Published October 21, 2015
The Bank of England is monitoring the Internet and social media to generate better data about the U.K.’s economic health.
The U.K.’s central bank has created a special taskforce to trawl new sources of data for economic indicators, Chief Economist Andy Haldane told Sky News. These include, for example, analyzing Internet job searches or prices online.
Traditionally, the bank has relied on more conventional methods of data gathering, such as surveys.
Haldane explained that, as well as key economic indicators, the web can help gauge sentiment about financial markets.

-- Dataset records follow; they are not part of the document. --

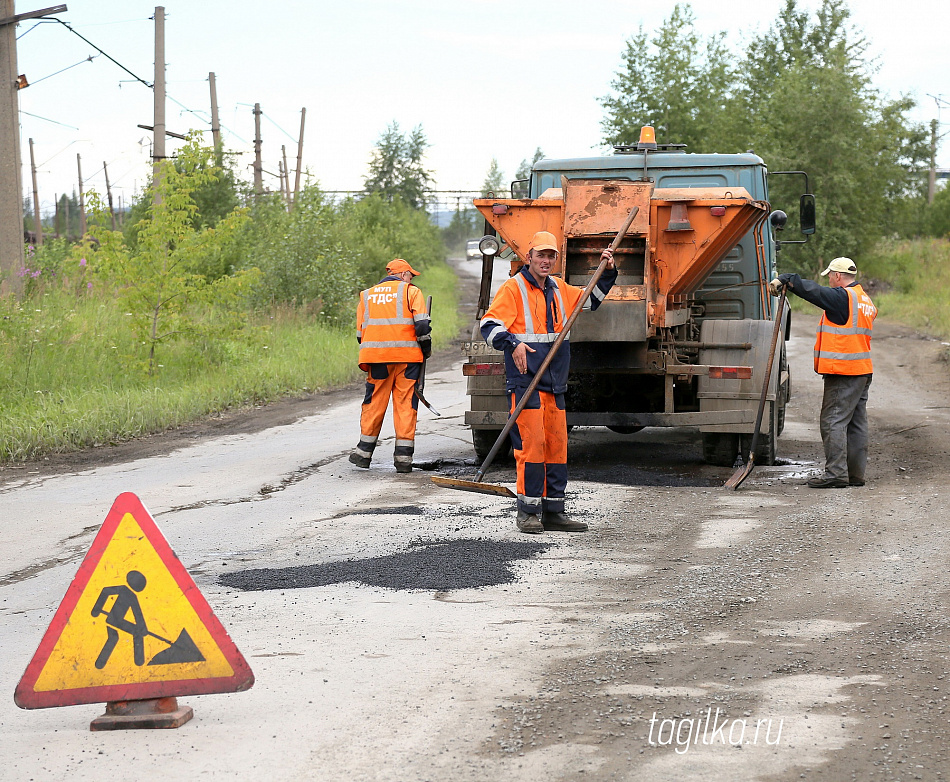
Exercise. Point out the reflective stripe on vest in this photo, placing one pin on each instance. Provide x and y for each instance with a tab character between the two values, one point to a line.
392	337
530	334
846	349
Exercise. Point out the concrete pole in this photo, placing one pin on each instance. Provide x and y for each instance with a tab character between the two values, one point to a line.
109	193
37	222
303	117
11	184
286	187
258	169
215	124
82	200
932	178
158	143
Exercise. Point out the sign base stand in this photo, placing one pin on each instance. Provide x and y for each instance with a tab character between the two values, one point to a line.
149	713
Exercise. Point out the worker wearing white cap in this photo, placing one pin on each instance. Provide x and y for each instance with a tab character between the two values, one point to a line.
843	358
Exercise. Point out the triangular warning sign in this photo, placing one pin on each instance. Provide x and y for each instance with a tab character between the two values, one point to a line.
133	625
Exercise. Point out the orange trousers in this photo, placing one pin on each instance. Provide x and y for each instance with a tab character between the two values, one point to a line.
385	382
539	440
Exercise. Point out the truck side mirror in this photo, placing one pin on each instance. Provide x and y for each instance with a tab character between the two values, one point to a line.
806	214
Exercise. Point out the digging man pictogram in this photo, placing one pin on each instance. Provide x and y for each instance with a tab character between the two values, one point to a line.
182	650
125	600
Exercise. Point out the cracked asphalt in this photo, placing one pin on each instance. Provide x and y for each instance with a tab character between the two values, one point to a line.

“Official statistics tend to be lagging and tend to be revised. And what the scraping of the web can do is give us a better today read on what’s going on,” he said. “It can give us a more timely understanding of whether the fortunes of the economy are turning up or turning down.”
The economist explained that the Bank is already using a huge ‘big data’ mortgage database on “borrowing by pretty much every individual in the U.K.”
“We have a new advanced analytics team who are constructing little models and algorithms and methods for extracting the essence from these data,” Haldane explained. “We have a data lab that is investing in the self same thing – this is quite a big strategic change for the Bank.”
The commercial sector has already harnessed big data technology capable of mining vast and varied quantities of information. IBM, for example, is touting the big data capabilities of its Watson supercomputer in industries such as healthcare.